I also especially like the way you handled the 'mediocre' details of the opening scene. In just a couple paragraphs - not too much dawdling - you do a good job cluing us into who this narrator is, where they are in life, and what makes them tick. Even just this sentece says something [I grabbed the first shirt, sweater and jeans I could reach from the pile of clean clothes and went to the bathroom to change.] - clean and presentable, but practical and not particularly concerned with appearance. So nice job there.

I feel like the presentation of the rookie girls getting excited about how 'pretty' the jeweled ring was was a little irritating. Yes, many girls are like that and it's eye-roll worthy, but isn't this supposed to be a professional academy for bounty hunters? Would girls who are in that profession in the first place really be like that most of the time? I'd think that those who ended up there would *mostly* be of a more down to earth type, and presenting them en-masse as floosy seems a little cliche. Mostly it strikes me as an effort to set the narrator aside as special due to her sensibility, but since this isn't a normal academy, it comes off a little superficial.

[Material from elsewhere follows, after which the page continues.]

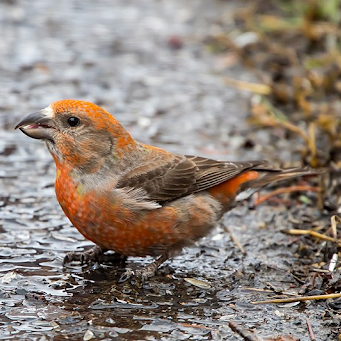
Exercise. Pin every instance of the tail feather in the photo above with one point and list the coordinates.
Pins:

I like Jin's character, though. Intelligent but shy is an awesome combo in a guy, and I kind of want to clobber "Kondou-san" over the head or spit in her cereal or something. Seriously, she's an embarrassment to women everywhere.

- Moonstar
Anihyr Moonstar chapter 1 . 11/30/2012
I like the details you use to set up the scene in your opening. You do a good job painting that starting picture and setting the mood so that it opens with a mental image almost like a mystery/suspense comic book. Noir-esque, if you will.

I think the opening prose could have been strengthened if you condensed some of the details and eliminated dead verbs where you can (dead verbs: is/was/were, be/being/been, has/have/had, etc. - i.e., verbs that don't actually denote action), since when there's a lot of them in a condensed section it bogs down the writing.

I enjoyed the snippet of dialogue at the end. Though you used it sparingly, it's used well and not only sounds realistic - bringing up the possibility of a lesser criminal faking Black Jack's trademark as a way to divert attention off of oneself is interesting and not something I'd have thought of on my own - but it also reveals to the reader some crucial information about Black Jack. You also leave us with a hook, which is always good. It's not the most heart-stopping page turner ever, but it definitely has impact that makes an impression, and I think that's the goal there, so good job.